2023 Rewind: Out Gold Medalist Matthew Mitcham Tried to Train the Gay Away

Kilian Melloy READ TIME: 3 MIN.

This piece is part of EDGE's 2023 Rewind series. We're reaching into our archives and sharing some of our favorite stories from the past year.

You can train to acquire new skills or in hopes of becoming a world-class athlete; but as out Olympic medalist Matthew Mitcham discovered the hard way, you can't train the gay away.

Mitcham made the horrifying revelation in a recent interview that as a boy he tried – and, unsurprisingly, failed – to do just that.

"Mitcham, 35, made the shock confession during his interrogation on SAS Australia by Anthony Middleton on Tuesday night's episode," reported UK newspaper the Daily Mail.

Mitcham's story was a heartbreakingly familiar one: He described knowing from an early age that he was gay, but also internalizing the shame and homophobia that the culture around him indoctrinated.

"I was the only child in a single parent household and obviously life was difficult" for his mother, the champion diver told Middleton, "so the easiest way to make me be as easy as possible was to control me through fear."

"I knew from five I liked boys. Through primary school and religion, shame started getting put onto it," Mitcham went on to add.

In his desperation, he turned to the discredited technique of aversion "therapy" to try to drive out his natural feelings by learning to associate them with pain. Mitcham recalled how he "put a rubber band around my wrist because I knew being gay was such a bad thing." Then, he said, "Every time I had a bad thought I would snap the rubber band against my wrist to try to associate pain with it to try to train myself out of being gay."

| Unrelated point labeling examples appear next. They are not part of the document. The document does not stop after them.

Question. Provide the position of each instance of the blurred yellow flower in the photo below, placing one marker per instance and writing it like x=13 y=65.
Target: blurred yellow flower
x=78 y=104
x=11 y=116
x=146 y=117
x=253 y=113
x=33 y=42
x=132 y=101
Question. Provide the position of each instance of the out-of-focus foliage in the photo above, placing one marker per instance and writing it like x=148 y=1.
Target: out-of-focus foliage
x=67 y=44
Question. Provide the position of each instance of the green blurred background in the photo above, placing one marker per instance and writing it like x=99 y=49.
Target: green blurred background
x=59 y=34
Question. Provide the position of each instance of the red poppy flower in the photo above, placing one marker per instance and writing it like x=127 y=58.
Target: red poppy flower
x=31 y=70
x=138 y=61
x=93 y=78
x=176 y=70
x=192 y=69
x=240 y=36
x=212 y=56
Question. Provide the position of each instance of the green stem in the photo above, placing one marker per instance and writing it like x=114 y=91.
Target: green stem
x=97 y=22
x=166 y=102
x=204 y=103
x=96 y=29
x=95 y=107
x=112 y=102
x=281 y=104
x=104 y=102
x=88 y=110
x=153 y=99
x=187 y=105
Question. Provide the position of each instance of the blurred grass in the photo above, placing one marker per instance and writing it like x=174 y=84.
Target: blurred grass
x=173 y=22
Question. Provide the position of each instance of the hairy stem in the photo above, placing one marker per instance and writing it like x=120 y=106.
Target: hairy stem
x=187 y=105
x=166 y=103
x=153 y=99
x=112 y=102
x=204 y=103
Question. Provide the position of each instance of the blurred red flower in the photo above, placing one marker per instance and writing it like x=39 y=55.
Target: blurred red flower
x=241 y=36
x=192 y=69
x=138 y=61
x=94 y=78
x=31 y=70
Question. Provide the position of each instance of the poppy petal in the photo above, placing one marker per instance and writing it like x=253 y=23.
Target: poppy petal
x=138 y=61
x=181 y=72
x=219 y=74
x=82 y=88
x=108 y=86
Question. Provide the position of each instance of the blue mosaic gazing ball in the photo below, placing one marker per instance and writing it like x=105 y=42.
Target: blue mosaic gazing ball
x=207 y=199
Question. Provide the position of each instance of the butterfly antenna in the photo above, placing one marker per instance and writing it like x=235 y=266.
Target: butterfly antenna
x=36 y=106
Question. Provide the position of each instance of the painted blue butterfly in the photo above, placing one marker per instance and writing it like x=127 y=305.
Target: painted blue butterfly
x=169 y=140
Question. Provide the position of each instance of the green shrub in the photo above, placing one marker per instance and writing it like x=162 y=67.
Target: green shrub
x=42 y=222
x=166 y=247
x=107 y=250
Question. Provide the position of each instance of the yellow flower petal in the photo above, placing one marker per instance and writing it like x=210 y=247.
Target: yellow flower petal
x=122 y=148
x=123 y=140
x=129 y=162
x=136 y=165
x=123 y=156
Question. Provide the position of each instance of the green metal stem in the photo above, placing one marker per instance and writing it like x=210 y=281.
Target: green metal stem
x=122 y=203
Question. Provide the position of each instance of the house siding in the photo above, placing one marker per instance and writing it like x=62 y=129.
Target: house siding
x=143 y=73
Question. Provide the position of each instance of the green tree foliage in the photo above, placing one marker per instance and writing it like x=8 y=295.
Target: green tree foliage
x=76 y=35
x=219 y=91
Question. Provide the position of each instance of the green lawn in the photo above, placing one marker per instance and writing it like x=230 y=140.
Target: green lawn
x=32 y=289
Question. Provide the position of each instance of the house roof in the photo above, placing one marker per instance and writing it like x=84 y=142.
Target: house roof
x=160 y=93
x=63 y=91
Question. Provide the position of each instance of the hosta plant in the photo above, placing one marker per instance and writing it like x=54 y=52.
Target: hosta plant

It's much the same as the theory behind so-called "conversion therapy," which holds that LGBTQ+ people can be "trained" or "converted" into cisgender heterosexuals. The problem with such so-called "therapy?" It doesn't work. Absolutely nothing about his natural sexuality changed as a result of Mitcham's attempts to train away the gay.

But his state of mind deteriorated.

"Mitcham added that his feelings of guilt culminated in him attempting to take his own life," the newspaper report said.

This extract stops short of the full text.